Bij nieuwe ruimtelijke ontwikkelingen hanteert het waterschap een aantal beleidsuitgangspunten ten aanzien van het duurzaam omgaan met water, die van belang zijn als vertrekpunt van het overleg tussen initiatiefnemer en waterbeheerder. Bij nieuwe ruimtelijke ontwikkelingen dient de initiatiefnemer invulling te geven aan onder andere deze beleidsuitgangspunten:

  • Gescheiden houden van vuil water en schoon hemelwater.

Het vuile water wordt via de gemeentelijke riolering afgevoerd. Het schone water wordt verwerkt volgens de hierna genoemde afwegingsstappen.

  • 1. Doorlopen van de afwegingsstappen 'hergebruik, infiltratie, buffering en afvoer'. Hergebruik van hemelwater in een zogenaamd grijswatersysteem kan overwogen worden bij  grootschalige projecten, zoals scholen en bedrijfsgebouwen.
  • 2. De mogelijkheden voor infiltratie hangen af van onder andere de kwaliteit van het te infiltreren water, de grondwaterstand, de opbouw van de bodem en eventuele bodemverontreiniging.
  • 3. Als het schone water niet geïnfiltreerd kan worden, dan kan het gebufferd worden in (te realiseren) oppervlaktewater. Als ook bufferen niet kan, is afvoer de laatste optie. Hiermee wordt bedoeld het transporten van schoon water via een open of gesloten waterloop naar het watersysteem buiten het plangebied.

  • Hydrologisch neutraal bouwen.

De gemeente hanteert een eigen berekeningssystematiek om te bepalen of en zo ja, hoe groot de berging moet zijn.

  • Water als kans.

In nieuwe plannen voor grotere gebieden kunnen vijver, waterpartijen worden opgenomen.

  • Meervoudig ruimtegebruik.

Flauwe taluds geven bij voorbeeld ruimte voor buffering, maar zijn ook te gebruiken voor recreatieve doeleinden.

  • Voorkomen van vervuiling.

Om verontreiniging van bodem of oppervlaktewater te voorkomen, worden zo weinig mogelijk uitlogende of uitspoelbare materialen toegepast.

  • Wateroverlastvrij bestemmen.

Nieuwe locaties worden in eerste instantie 'hoog en droog' gezocht. Is dit niet mogelijk, dan zal gezocht moeten worden naar maatregelen die het gewenste beschermingsniveau tegen wateroverlast helpen realiseren.

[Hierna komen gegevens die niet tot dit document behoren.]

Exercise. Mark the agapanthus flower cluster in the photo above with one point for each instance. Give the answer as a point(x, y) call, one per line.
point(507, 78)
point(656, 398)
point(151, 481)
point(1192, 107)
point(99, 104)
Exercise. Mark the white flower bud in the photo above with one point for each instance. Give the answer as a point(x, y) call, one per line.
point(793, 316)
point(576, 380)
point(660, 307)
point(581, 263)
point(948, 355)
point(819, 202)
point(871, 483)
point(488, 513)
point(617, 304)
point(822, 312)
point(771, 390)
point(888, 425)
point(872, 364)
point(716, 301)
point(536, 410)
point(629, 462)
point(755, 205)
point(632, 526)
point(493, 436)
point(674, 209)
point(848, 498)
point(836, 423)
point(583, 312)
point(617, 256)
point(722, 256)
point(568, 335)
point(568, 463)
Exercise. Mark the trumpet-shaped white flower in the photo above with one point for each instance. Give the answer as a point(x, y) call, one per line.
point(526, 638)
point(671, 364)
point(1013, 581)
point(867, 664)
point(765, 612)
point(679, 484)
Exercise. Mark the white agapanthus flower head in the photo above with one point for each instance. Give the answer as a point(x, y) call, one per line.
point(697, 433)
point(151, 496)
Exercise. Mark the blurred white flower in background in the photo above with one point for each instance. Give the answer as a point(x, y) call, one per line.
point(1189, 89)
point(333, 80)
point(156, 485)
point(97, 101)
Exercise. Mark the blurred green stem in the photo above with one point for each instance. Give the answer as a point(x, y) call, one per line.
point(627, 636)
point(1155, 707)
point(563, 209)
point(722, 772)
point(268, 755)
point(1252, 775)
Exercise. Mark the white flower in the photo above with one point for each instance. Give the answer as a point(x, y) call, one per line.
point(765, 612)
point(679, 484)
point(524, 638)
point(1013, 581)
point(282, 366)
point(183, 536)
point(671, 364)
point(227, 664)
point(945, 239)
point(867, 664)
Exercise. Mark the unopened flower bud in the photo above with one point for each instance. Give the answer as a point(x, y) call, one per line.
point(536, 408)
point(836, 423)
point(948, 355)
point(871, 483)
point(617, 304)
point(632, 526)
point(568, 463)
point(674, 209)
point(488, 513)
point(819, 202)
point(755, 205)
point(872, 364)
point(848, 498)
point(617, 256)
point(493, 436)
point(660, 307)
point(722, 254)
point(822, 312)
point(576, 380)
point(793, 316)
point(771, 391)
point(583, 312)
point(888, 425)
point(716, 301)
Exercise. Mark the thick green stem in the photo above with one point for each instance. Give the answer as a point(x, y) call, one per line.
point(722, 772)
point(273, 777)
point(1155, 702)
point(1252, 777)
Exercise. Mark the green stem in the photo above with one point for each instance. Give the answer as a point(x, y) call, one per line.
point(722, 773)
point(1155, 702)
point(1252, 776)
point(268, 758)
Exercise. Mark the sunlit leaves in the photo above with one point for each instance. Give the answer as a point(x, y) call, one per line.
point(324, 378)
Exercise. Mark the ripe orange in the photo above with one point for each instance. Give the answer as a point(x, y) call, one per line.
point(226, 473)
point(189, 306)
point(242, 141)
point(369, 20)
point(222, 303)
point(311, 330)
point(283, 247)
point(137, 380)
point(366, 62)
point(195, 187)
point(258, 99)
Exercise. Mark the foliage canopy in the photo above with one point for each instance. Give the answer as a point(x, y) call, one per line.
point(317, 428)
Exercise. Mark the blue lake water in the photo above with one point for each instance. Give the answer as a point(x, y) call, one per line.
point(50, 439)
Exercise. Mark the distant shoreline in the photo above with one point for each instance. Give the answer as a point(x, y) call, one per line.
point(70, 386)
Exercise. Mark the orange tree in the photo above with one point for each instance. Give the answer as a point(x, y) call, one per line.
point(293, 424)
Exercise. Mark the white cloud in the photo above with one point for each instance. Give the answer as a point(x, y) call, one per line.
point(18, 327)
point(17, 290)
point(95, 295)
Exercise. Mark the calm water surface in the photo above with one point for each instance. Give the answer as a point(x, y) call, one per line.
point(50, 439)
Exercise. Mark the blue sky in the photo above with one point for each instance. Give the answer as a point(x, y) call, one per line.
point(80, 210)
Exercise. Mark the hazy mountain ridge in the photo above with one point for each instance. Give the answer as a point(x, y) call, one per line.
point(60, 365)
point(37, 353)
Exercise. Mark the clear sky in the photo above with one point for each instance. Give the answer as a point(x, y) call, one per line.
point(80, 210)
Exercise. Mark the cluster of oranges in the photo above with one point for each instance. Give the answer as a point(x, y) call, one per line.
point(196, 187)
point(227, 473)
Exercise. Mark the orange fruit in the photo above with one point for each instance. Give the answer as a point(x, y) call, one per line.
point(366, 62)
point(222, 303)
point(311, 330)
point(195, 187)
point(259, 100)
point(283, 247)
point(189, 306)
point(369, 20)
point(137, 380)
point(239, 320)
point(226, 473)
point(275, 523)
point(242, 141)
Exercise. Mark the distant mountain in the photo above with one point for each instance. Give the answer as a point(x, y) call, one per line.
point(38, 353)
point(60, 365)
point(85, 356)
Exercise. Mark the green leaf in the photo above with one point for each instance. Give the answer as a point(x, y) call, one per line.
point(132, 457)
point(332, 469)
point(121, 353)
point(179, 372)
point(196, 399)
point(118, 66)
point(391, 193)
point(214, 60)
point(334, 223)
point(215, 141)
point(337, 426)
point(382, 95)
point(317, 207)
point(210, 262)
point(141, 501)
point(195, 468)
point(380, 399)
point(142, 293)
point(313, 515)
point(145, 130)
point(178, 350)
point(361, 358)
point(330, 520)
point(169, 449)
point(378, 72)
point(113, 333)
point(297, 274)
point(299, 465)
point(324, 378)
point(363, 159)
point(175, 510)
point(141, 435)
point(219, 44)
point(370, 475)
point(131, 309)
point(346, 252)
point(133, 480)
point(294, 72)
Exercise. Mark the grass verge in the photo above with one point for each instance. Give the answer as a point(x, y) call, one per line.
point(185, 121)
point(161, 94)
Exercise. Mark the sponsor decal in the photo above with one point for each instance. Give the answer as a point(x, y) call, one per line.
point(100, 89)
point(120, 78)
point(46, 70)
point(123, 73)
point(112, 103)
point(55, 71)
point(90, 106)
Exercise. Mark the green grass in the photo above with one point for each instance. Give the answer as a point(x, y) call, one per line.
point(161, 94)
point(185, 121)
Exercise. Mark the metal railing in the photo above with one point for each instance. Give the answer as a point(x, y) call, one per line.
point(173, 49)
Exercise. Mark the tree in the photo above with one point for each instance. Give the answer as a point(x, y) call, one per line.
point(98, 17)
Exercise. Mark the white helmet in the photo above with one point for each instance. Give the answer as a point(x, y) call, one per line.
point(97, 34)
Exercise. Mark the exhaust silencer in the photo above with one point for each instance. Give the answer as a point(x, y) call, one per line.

  • Belangen van het Waterschap.
  • 1. Ruimteclaims voor de aanleg van natte EVZ's en beekherstel: een EVZ moet gemiddeld 25 meter breed zijn.
  • 2. Aanwezigheid en ligging watersysteem: oppervlaktewateren worden bestemd als Water.
  • 3. Aanwezigheid en ligging waterkeringen: de kernzone krijgt de dubbelbestemming 'waterkering'.

  • Regenwater

Het plangebied is geen wateroverlast gebied. Er worden in de openbare ruimte robuuste waterbergingen aangelegd van tenminste 45mm/m² verhard oppervlak. Het regenwater wordt binnen het plangebied verzameld en verzameld onder het Titus Brandsmaplein. Dit plein wordt nadat de woningen gereed zijn aangepakt waarbij ook de wateropgave uit de omgeving aangepakt wordt. Daarnaast streven we naar voldoende hoogteverschil tussen het bouw- en wegpeil waarbij de woningen minimaal 150 mm boven aanliggend straatpeil gebouwd worden om zo wateroverlast vanuit openbaar gebied/vanaf de weg tegen te gaan.

  • Afvalwater

Het afvalwater kan worden afgevoerd naar de bestaande riolering. Het afvalwater wordt in het plangebied verzameld en via een leiding onder het Titus Brandsmaplein afgevoerd naar de bestaande riolering onder de Burgemeester Verkuijlstraat.

4.9.3 Conclusie

Conform het waterbeleid wordt alle toekomstige verharding binnen het plangebied gecompenseerd. Het hemelwater wordt binnen het plangebied opgevangen en verwerkt, waarbij rekening is gehouden met de bergingseis van 45 mm/m2. Voor de afvoer van het afvalwater wordt (gescheiden) riolering aangebracht.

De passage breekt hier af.